Tocaba la mandolina y el piano de oído; estaba convencido del poder que tiene la música para producir emociones. Dibujaba, pero no tuvo una educación formal dentro del arte. Durante algún tiempo estudió leyes en Yale, donde tenía una beca, pero lo dejó debido a las tendencias antisemitas de la institución. Fue durante este periodo que después de visitar a un amigo que estaba pintando un desnudo declaró: “esta es la vida para mi”. A partir de entonces se dedicaría a dar clases de pintura, pero sobretodo a pintar. Después de cada separación, tuvo dos esposas, sufre de episodios de depresión e hipocondría, que lo llevan al aislamiento y al trabajo intenso. Pintó tenazmente durante toda su vida: “pintar es un lenguaje natural como cantar o hablar… un método que deja un registro visible de nuestra experiencia, visual o imaginativa, coloreada por nuestros sentimientos y reacciones y que indica con la misma simplicidad y es tan directa como cantar o hablar”.

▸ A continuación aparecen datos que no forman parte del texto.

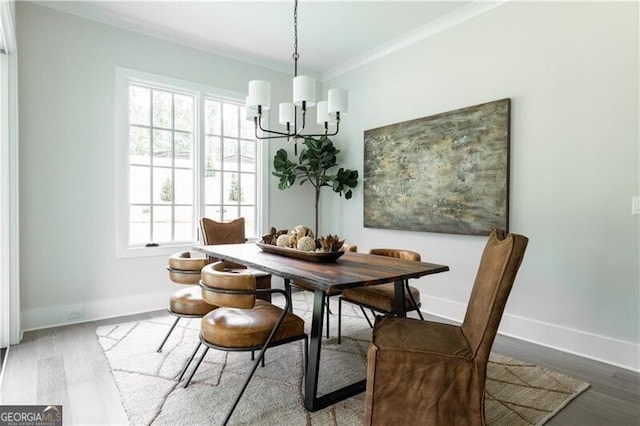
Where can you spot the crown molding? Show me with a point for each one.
(430, 29)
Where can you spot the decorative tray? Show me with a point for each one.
(321, 257)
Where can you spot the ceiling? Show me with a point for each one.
(333, 36)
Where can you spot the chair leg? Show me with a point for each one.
(189, 361)
(206, 349)
(367, 316)
(413, 300)
(328, 311)
(168, 334)
(287, 288)
(339, 320)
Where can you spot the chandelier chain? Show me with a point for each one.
(295, 35)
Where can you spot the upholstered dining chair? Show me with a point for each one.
(242, 322)
(232, 232)
(380, 298)
(331, 293)
(184, 269)
(430, 373)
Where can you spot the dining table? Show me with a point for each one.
(348, 270)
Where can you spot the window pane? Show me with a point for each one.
(165, 150)
(139, 225)
(184, 223)
(212, 192)
(213, 212)
(139, 145)
(231, 189)
(161, 224)
(247, 188)
(212, 154)
(184, 112)
(230, 212)
(183, 186)
(248, 156)
(230, 154)
(162, 186)
(184, 149)
(213, 117)
(230, 116)
(162, 148)
(139, 105)
(249, 214)
(139, 185)
(161, 109)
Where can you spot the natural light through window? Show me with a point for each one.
(189, 153)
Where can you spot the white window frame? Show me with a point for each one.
(124, 76)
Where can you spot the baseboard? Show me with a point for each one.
(577, 342)
(55, 316)
(600, 348)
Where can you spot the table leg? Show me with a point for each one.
(399, 306)
(311, 401)
(315, 344)
(287, 288)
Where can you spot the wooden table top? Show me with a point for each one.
(350, 270)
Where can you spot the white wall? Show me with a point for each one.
(571, 70)
(67, 162)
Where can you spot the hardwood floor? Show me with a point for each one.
(65, 365)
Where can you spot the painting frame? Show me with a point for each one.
(445, 173)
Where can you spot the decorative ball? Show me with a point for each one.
(307, 244)
(283, 241)
(302, 231)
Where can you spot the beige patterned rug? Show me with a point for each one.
(517, 393)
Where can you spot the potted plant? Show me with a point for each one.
(316, 158)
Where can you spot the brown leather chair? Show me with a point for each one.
(330, 293)
(232, 232)
(430, 373)
(186, 303)
(242, 322)
(380, 298)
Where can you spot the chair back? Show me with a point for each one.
(349, 247)
(499, 264)
(231, 232)
(227, 289)
(397, 253)
(214, 232)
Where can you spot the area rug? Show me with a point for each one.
(517, 393)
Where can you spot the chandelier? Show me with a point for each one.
(304, 97)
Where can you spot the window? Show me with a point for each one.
(187, 152)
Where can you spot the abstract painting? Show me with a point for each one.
(446, 173)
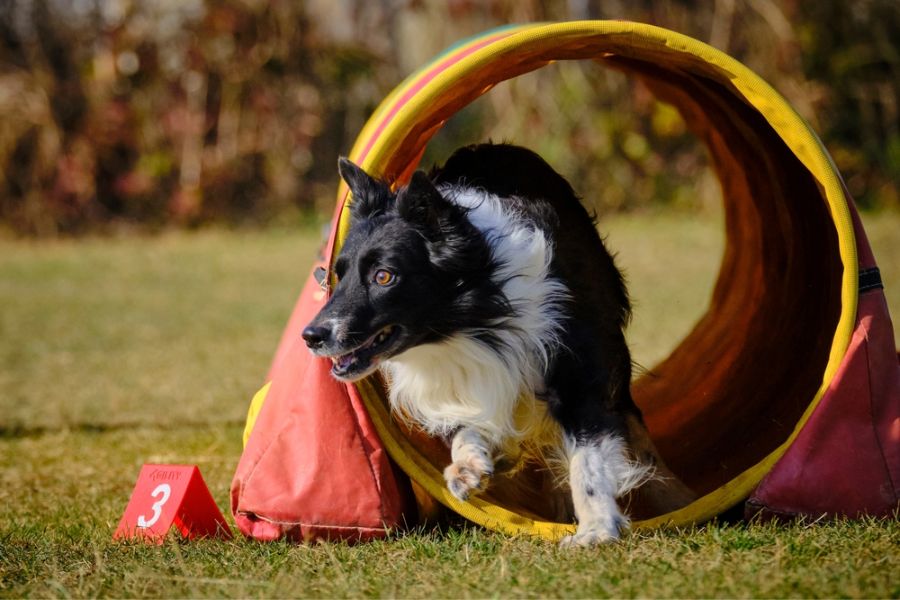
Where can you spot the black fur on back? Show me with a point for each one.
(589, 380)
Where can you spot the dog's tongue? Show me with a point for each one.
(342, 362)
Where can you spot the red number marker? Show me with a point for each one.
(167, 496)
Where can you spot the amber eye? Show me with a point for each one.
(383, 277)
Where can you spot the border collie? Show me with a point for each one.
(475, 288)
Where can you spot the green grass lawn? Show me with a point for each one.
(117, 352)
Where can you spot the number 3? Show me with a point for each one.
(164, 490)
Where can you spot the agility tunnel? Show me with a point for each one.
(783, 400)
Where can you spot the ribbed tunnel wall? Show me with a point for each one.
(729, 398)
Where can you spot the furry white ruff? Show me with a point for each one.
(462, 381)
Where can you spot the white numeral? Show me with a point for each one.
(164, 490)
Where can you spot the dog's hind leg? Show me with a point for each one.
(599, 472)
(472, 463)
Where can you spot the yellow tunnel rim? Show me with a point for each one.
(778, 113)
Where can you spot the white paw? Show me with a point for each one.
(468, 475)
(591, 535)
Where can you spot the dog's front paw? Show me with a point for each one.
(592, 534)
(468, 476)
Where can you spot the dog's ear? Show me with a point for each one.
(370, 196)
(421, 203)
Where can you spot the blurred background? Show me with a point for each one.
(145, 115)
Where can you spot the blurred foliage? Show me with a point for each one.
(122, 113)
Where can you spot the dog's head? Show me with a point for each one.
(412, 270)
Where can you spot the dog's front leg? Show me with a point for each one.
(472, 463)
(599, 472)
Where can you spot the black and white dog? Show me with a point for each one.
(478, 286)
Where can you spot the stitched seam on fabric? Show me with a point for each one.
(887, 467)
(366, 448)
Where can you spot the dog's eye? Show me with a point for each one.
(383, 277)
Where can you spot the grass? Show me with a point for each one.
(118, 352)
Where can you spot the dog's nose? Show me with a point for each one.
(315, 336)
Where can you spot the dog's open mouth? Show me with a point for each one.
(363, 359)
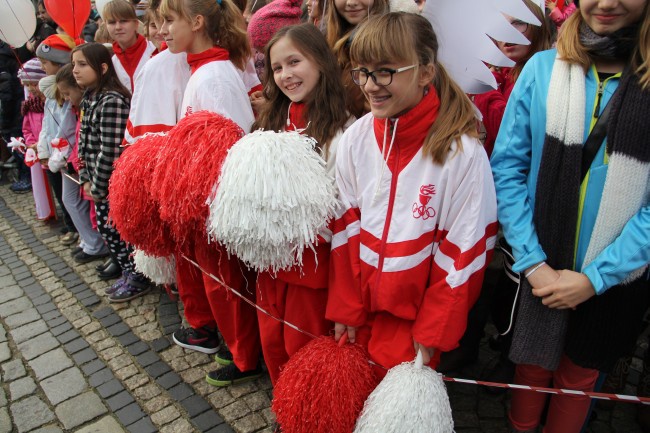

Rothko recorrió un largo camino para llegar a la abstracción “mi arte es abstracto, vive y respira” . Pasando por el surrealismo, el dibujo automático y el expresionismo abstracto Rothko encontró la claridad en una pintura, sobria y mística; reflexiva y austera. James E. B. Breslin, biógrafo de Rothko, habla de cómo los pintores desarrollan un estilo distintivo “signature style” una imagen tan identificable que el pintor no tiene que firmar su obra para saber de su autoría. Cuando se observan dos franjas desiguales una amarilla la otra naranja sobre un naranja que roza el rojo, casi formando dos rectángulos con las orillas difuminadas y debajo de la franja naranja corre otra prácticamente del mismo tono que es el fondo del cuadro, con el que casi llega a confundirse; se sabe que se está frente a un Rothko. De formas simples, planas y frontales, la paleta del artista se limita, por un tiempo, a colores cálidos. En 1964, abandona el color. impresionando a los espectadores con sus cuadros, Black on Black. Sería demasiado simple ver en estos cuadros la enfermedad y la depresión; más bien es una búsqueda a lo que él llamaba la luz interna. En el cuadro No. 2 utilizó el negro como un medio para expresar la luz en todos sus matices y cambios. El cuadro es predominantemente oscuro, pero hay tonos de negro, dos o más, en el centro es casi un espejo. En el borde se refleja la textura aterciopelada de la tela. Es una confrontación; es la ausencia.

Al final de su vida se aleja de las palabras, no le gusta explicar su trabajo: “el silencio es tan certero” menciona. No deja explicaciones, sólo un cúmulo de obra que explica su vida, pasiones y miedos.